My DS2 has global development delay/suspected autism. I love him but there’s so little I can take for granted about his future. Like, it’s no longer reasonable to assume one day he’ll move out and live independently.

I’m worried he won’t be accepted into SN primary school - he goes to the SN preschool there and has OT sessions there and it is the loveliest place with tiny class sizes. I don’t want him to be chucked into mainstream to be the odd one out in 25-30 kids. Sorry if that sounds bad.

DS1 is a year older, and I can see the gap in development widening. Sometimes DS1 wants to play with DS2 and cuddle DS2 and can feel quite rejected that DS2 won’t/can’t.

Its so unfair, someone like the Radfords have 21 kids without SN, and I have just two kids with SN .

To be fair, with 21 kids would they even notice ...?

DSwas overlooked in a class of 25 when he was younger because he more or less sat in his seat, didn't kick off or smash the place up, and was more or less keeping up with the work so he didn't attract too much attention to his SN as they were at that time and the teachers didn't go looking for SN because why create extra work? It's only when he got older that the gaps between him and his peers widened, the work became too difficult, and he couldn't figure out how to carry on masking as effectively. That's when school realised it wasn't actually a parenting problem like they'd been claiming it was and that I was right when I said there was something more going on with him.

I imagine having 21 kids is similar.

I guess, but school or professionals coukd pick up on their kids.

EwItsAHooman
What were/are his special needs?
I would never have guessed from how you've described him.

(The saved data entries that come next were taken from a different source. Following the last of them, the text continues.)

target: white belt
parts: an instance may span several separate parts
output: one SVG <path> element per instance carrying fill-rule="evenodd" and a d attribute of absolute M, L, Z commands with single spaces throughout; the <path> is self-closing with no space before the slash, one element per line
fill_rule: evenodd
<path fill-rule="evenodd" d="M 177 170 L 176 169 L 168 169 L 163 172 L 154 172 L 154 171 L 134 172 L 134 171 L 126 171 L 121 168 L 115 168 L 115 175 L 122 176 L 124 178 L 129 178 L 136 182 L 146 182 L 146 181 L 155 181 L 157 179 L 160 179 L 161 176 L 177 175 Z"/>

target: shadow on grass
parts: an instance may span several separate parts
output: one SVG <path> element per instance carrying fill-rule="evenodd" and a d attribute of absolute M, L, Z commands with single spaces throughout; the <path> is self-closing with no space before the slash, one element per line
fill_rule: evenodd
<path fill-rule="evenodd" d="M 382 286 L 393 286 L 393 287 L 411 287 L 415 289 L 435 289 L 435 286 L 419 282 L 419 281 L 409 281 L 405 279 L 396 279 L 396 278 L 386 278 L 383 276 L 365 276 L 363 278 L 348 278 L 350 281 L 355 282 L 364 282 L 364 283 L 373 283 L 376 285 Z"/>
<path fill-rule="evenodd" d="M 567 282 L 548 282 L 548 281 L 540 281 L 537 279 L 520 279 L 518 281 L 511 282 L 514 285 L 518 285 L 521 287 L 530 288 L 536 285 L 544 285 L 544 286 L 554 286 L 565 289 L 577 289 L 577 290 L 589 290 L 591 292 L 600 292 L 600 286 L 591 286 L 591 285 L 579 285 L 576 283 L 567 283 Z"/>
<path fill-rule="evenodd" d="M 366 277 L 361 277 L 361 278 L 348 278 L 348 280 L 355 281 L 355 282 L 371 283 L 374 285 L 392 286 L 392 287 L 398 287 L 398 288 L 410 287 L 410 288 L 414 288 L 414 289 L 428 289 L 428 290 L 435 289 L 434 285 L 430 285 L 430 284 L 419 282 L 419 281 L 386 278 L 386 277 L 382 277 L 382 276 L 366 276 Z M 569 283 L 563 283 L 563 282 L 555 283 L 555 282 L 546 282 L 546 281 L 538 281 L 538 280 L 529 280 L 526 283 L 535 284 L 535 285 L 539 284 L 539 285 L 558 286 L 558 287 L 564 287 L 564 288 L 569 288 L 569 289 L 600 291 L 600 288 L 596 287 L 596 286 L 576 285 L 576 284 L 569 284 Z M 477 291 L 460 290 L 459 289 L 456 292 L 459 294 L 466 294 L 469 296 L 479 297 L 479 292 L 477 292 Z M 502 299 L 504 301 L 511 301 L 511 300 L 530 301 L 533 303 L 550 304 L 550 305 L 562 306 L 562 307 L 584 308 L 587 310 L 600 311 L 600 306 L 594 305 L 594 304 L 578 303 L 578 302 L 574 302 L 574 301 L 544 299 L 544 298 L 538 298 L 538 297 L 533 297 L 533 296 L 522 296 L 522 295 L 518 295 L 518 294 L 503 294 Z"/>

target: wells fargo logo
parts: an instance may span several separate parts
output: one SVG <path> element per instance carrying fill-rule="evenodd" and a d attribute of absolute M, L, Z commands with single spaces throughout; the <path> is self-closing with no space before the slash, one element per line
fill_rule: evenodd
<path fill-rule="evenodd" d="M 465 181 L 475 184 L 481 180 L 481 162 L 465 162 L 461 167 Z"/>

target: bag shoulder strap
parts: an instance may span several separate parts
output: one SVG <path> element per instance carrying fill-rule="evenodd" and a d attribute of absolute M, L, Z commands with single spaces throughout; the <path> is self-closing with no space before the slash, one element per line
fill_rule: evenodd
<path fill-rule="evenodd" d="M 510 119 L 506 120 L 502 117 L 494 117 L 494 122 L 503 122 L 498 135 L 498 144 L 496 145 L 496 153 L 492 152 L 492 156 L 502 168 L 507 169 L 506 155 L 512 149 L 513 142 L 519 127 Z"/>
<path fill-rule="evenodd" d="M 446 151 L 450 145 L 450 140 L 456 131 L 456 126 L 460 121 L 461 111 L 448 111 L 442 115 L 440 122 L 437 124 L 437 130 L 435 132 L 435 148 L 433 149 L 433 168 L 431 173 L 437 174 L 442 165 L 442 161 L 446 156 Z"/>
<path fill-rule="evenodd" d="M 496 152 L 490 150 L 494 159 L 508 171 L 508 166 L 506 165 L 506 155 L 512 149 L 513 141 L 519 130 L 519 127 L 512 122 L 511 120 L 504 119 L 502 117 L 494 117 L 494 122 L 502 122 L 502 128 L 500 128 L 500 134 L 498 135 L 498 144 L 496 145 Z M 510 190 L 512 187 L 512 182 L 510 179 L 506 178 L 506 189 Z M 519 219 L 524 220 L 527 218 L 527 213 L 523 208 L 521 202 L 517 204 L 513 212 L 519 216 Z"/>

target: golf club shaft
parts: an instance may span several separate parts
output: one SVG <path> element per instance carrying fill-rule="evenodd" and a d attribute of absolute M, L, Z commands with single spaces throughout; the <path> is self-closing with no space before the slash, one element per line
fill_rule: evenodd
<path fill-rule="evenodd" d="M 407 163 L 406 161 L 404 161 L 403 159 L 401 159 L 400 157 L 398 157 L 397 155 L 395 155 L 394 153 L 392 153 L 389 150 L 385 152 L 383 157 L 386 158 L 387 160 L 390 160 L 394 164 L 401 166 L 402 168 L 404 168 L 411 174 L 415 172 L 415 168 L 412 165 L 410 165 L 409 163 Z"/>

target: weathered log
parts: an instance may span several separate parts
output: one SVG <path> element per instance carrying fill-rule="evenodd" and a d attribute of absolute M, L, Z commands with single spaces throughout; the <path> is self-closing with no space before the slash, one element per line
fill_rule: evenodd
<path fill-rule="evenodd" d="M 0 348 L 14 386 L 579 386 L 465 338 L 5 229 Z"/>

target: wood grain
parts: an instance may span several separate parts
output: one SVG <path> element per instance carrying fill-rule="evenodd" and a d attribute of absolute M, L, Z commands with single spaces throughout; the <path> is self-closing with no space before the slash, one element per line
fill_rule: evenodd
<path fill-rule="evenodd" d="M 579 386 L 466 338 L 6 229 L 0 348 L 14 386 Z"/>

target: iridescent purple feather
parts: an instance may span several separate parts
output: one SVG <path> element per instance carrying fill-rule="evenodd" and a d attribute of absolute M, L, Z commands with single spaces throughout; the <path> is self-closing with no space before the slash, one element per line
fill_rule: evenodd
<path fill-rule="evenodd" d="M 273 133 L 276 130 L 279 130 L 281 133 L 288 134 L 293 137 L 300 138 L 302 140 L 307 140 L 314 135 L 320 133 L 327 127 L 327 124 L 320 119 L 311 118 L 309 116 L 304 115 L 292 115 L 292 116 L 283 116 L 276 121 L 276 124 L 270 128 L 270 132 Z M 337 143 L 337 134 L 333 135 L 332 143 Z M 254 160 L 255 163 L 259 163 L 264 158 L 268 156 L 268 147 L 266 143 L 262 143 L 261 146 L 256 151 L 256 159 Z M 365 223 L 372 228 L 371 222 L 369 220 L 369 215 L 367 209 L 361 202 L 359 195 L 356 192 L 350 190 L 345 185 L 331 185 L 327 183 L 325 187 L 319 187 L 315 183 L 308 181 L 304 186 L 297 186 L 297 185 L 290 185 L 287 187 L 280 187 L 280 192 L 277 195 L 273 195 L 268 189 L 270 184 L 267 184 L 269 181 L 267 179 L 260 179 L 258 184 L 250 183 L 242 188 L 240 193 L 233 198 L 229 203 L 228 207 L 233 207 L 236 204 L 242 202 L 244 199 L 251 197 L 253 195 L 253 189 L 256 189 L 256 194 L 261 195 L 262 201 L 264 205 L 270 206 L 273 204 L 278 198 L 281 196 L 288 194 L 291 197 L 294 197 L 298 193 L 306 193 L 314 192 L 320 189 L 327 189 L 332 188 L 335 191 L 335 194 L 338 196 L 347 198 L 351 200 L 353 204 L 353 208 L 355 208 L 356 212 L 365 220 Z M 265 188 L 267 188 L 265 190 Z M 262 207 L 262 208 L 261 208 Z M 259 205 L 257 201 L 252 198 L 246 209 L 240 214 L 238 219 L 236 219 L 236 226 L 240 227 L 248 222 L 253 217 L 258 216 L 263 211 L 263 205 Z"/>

tbh I always think Thank Goodness none of the Radford kids have SN, doing everything we do plus looking after the other x number of children?

High functioning autism just means that there are no associated learning difficulties (though it was autism rather than aspergers in our case as he had speech delay) That obviously brings its own issues, especially in regards to a suitable school placement.

I think it does imply that it is just mild though.